Reading time: 20 minutes
The winner of the ILSVRC 2014 competition was GoogleNet from Google. It achieved a top-5 error rate of 6.67%! This was very close to human level performance which the organisers of the challenge were now forced to evaluate. As it turns out, this was actually rather hard to do and required some human training in order to beat GoogLeNets accuracy.
GoogleNet has 22 layer, and almost 12x less parameters (So faster and less then Alexnet and much more accurate).
Their idea was to make a model that also could be used on a smart-phone (Keep calculation budget around 1.5 billion multiply-adds on prediction
The idea of the inception layer is to cover a bigger area, but also keep a fine resolution for small information on the images. So the idea is to convolve in parallel different sizes from the most accurate detailing (1x1) to a bigger one (5x5).
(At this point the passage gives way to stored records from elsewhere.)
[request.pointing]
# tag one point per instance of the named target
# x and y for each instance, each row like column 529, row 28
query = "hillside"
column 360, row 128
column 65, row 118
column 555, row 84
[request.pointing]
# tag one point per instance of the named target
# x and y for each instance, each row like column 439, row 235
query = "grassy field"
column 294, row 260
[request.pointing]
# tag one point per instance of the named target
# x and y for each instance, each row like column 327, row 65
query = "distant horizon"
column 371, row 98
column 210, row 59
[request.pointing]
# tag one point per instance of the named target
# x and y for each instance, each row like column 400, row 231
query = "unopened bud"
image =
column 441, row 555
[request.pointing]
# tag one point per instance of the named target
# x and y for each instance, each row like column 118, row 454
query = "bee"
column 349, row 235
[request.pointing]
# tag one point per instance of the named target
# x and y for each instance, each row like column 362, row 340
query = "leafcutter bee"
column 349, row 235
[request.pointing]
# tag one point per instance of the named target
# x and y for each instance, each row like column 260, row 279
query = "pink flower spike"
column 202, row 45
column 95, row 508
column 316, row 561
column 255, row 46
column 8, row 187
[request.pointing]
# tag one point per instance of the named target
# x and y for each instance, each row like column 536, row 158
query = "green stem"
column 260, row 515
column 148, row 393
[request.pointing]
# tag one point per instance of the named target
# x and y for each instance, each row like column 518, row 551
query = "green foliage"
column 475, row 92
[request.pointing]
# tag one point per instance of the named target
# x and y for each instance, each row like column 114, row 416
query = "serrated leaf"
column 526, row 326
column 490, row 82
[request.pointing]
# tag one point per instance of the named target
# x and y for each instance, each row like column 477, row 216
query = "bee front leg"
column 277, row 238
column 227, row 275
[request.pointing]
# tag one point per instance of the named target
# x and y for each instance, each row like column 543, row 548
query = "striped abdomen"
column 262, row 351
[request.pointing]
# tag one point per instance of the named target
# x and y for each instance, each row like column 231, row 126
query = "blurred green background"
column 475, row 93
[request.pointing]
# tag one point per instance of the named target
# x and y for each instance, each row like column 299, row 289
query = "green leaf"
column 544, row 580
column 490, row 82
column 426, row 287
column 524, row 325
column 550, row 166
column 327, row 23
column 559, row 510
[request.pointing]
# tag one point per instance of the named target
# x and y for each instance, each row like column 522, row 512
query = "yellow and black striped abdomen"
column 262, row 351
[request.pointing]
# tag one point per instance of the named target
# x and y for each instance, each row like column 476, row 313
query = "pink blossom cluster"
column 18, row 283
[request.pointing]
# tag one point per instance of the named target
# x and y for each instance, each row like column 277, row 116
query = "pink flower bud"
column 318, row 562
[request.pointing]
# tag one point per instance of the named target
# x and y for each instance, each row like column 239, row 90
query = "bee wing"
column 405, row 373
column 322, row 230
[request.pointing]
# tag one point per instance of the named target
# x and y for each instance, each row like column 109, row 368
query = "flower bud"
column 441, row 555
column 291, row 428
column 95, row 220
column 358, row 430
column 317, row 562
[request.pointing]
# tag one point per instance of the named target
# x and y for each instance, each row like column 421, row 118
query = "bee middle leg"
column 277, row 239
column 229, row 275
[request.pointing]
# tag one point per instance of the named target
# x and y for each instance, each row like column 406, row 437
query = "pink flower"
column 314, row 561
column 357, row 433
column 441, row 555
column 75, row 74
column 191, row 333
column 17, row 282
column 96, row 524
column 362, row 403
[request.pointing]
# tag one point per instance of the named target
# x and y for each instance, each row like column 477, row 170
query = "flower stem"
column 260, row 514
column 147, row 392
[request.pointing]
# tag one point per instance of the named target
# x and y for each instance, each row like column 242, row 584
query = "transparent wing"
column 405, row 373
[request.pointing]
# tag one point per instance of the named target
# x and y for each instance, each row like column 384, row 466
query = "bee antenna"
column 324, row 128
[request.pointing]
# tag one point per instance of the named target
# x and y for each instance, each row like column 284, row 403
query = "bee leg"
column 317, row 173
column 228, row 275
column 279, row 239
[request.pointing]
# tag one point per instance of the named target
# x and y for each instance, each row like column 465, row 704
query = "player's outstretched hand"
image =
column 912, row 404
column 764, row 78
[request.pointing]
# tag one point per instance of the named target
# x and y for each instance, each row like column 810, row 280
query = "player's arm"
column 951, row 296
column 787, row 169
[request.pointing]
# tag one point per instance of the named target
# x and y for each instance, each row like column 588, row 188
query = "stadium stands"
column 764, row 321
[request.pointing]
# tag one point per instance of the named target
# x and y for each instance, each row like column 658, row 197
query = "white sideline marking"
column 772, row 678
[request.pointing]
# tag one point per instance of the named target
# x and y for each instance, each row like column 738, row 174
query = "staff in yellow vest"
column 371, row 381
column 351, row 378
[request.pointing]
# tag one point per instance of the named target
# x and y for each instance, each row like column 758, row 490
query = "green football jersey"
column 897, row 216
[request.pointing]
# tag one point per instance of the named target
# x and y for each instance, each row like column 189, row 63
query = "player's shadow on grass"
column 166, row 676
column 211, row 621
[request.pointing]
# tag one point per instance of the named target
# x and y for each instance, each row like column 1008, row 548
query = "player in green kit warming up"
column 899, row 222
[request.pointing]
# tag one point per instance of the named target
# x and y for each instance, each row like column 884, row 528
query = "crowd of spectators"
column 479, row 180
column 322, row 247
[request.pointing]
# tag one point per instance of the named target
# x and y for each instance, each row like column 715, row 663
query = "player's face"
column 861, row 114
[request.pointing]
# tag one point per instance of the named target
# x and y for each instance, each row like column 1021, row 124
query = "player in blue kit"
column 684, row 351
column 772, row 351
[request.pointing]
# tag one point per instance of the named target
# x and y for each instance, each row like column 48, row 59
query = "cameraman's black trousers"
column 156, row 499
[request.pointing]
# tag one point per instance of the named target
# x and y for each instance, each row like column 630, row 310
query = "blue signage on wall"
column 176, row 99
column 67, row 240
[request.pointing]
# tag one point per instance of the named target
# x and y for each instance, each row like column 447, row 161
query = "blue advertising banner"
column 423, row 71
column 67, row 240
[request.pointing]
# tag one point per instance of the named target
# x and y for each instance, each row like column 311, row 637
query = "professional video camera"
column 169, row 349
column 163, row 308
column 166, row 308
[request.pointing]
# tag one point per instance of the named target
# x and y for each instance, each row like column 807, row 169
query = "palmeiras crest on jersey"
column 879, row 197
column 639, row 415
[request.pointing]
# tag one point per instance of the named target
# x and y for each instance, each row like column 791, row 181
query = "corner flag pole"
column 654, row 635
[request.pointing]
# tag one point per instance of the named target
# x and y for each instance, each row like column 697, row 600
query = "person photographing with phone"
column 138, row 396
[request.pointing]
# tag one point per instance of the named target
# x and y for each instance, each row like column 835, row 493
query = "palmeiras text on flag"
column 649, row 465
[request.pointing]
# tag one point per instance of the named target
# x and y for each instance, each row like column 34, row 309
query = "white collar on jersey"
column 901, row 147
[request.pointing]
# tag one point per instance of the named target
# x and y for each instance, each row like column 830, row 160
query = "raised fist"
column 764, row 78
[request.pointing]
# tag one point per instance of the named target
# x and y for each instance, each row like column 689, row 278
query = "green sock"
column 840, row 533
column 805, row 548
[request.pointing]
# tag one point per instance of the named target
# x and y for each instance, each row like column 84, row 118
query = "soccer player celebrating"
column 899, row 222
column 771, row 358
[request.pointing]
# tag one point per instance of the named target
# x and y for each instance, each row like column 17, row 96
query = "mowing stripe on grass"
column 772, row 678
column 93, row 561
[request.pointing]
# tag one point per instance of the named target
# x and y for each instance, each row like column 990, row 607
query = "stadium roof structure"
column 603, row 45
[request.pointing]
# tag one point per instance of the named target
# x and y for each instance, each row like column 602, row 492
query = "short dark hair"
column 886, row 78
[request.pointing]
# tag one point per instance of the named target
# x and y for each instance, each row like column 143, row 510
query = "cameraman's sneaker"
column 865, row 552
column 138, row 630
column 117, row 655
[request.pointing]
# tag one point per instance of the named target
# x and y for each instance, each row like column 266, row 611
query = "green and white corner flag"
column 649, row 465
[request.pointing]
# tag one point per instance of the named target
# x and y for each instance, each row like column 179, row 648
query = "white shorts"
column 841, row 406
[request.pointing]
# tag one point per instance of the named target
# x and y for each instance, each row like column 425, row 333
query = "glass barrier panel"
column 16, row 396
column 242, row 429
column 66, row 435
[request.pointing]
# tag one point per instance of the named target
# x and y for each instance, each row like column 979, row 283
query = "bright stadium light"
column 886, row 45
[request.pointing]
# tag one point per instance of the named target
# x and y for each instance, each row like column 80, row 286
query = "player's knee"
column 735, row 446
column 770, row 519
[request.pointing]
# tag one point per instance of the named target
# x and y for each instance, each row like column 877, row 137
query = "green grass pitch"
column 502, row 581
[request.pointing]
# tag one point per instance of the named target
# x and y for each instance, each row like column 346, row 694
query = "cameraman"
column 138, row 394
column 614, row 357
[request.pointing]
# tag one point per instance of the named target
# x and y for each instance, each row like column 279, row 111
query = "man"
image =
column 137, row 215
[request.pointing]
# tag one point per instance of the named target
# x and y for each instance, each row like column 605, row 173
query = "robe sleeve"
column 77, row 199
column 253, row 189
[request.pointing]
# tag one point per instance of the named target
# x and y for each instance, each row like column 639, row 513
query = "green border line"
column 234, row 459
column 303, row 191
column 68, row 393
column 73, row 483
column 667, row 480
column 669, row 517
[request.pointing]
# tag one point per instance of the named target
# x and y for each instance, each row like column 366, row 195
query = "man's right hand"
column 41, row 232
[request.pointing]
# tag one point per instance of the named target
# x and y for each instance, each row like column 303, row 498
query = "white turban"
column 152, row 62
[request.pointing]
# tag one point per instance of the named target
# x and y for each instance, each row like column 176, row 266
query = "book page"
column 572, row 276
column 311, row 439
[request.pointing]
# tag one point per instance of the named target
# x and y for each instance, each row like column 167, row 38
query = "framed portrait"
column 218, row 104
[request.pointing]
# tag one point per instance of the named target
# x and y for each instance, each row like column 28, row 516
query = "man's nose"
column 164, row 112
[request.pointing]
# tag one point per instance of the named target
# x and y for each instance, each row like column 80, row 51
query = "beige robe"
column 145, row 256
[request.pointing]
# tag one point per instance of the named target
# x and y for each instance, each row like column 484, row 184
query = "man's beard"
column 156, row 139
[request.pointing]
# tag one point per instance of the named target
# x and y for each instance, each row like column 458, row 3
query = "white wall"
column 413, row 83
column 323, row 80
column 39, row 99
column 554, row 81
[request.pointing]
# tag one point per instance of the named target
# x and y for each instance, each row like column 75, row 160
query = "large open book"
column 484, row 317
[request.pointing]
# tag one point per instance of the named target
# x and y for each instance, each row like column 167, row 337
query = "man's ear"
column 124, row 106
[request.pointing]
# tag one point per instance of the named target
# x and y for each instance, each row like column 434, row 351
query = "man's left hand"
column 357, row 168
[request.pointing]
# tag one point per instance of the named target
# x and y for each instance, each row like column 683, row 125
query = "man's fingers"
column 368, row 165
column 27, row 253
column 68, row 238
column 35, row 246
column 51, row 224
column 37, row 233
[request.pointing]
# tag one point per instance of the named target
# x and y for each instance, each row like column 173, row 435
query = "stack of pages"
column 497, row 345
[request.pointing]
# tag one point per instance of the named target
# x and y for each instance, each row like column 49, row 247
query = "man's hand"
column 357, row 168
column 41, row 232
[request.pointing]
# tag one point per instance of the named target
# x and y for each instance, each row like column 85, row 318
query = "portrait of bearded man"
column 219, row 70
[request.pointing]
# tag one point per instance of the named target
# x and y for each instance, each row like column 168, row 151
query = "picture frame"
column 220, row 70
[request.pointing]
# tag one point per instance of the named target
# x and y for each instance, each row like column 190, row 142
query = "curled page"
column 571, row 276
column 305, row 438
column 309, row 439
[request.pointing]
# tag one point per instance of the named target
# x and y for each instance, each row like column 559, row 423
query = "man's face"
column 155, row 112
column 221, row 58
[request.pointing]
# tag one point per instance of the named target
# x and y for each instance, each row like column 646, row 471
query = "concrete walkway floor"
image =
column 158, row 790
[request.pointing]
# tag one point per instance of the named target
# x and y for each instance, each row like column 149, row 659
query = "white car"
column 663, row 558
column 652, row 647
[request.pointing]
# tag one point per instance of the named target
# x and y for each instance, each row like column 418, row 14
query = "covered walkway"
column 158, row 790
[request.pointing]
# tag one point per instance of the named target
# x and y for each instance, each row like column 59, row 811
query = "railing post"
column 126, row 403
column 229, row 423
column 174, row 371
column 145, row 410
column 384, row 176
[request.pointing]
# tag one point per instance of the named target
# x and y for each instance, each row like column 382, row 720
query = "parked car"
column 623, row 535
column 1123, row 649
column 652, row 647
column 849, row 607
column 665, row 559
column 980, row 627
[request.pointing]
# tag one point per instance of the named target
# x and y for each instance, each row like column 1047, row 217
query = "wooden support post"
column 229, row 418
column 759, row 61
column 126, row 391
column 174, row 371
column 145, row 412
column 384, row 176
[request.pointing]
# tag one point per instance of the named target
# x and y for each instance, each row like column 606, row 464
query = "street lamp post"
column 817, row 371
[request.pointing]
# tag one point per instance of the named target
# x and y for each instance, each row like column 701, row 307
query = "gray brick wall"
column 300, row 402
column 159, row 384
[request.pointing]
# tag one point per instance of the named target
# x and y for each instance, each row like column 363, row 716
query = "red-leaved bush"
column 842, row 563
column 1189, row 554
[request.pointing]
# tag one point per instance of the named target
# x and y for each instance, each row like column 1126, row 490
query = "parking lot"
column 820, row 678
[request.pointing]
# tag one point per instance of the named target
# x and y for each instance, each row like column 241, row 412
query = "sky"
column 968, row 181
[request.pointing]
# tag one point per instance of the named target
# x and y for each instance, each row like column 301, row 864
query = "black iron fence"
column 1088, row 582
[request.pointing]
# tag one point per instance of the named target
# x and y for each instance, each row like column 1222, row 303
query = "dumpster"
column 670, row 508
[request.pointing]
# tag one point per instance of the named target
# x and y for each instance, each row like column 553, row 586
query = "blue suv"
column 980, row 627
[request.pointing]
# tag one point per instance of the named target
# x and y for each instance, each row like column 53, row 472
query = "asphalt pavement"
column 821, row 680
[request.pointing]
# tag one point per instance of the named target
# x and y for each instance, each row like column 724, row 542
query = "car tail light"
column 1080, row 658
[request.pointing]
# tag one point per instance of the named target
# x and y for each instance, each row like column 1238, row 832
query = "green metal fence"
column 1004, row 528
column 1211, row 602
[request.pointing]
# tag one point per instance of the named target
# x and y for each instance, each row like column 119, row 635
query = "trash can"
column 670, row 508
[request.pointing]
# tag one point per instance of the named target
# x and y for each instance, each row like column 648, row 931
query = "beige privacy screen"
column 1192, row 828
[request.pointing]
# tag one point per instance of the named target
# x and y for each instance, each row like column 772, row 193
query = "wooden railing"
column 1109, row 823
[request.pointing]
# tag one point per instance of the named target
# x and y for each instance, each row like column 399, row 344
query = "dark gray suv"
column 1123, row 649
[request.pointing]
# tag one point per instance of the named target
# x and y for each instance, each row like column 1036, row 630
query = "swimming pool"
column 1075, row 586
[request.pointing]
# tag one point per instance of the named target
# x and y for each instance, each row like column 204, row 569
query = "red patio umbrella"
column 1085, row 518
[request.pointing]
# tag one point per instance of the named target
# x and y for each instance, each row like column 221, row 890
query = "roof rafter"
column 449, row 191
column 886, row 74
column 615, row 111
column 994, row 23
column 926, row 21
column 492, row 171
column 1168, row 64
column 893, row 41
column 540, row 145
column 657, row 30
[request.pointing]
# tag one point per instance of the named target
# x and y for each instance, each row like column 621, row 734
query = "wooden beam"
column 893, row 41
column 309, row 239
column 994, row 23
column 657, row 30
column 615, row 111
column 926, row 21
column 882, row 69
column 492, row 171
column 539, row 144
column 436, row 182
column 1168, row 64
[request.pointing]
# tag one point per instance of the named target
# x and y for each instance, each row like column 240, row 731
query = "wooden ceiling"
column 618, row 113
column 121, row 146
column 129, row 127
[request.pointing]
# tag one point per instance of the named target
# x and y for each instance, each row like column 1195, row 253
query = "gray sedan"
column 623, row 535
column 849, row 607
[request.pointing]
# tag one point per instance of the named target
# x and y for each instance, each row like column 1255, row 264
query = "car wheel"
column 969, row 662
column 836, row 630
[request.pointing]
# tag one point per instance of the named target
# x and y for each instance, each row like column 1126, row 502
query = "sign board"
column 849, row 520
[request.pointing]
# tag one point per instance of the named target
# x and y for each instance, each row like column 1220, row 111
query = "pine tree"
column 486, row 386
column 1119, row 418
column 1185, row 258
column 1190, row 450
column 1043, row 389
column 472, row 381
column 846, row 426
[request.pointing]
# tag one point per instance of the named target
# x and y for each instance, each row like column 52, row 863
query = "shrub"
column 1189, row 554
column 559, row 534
The idea is that a series of gabor filters with different sizes, will handle better multiple objects scales. With the advantage that all filters on the inception layer are learnable.
The most straightforward way to improve performance on deep learning is to use more layers and more data, googleNet use 9 inception modules. The problem is that more parameters also means that your model is more prone to overfit. So to avoid a parameter explosion on the inception layers, all bottleneck techniques are exploited.
As seen above, it is a drastic change from the sequential architectures which we saw previously. In a single layer, multiple types of “feature extractors” are present. This indirectly helps the network perform better, as the network at training itself has many options to choose from when solving the task. It can either choose to convolve the input, or to pool it directly.
The final architecture contains multiple of these inception modules stacked one over the other. Even the training is slightly different in GoogleNet, as most of the topmost layers have their own output layer. This nuance helps the model converge faster, as there is a joint training as well as parallel training for the layers itself.
Advantages of GoogleNet
- GoogleNet trains faster than VGG.
- Size of a pre-trained GoogleNet is comparatively smaller than VGG. A VGG model can have > 500 MBs, whereas GoogleNet has a size of only 96 MB.
GoogleNet does not have an immediate disadvantage per se, but further changes in the architecture are proposed, which make the model perform better. One such change is termed as an Xception Network, in which the limit of divergence of inception module (4 in GoogleNet as we saw in the image above) are increased. It can now theoretically be infinite (hence called extreme inception!)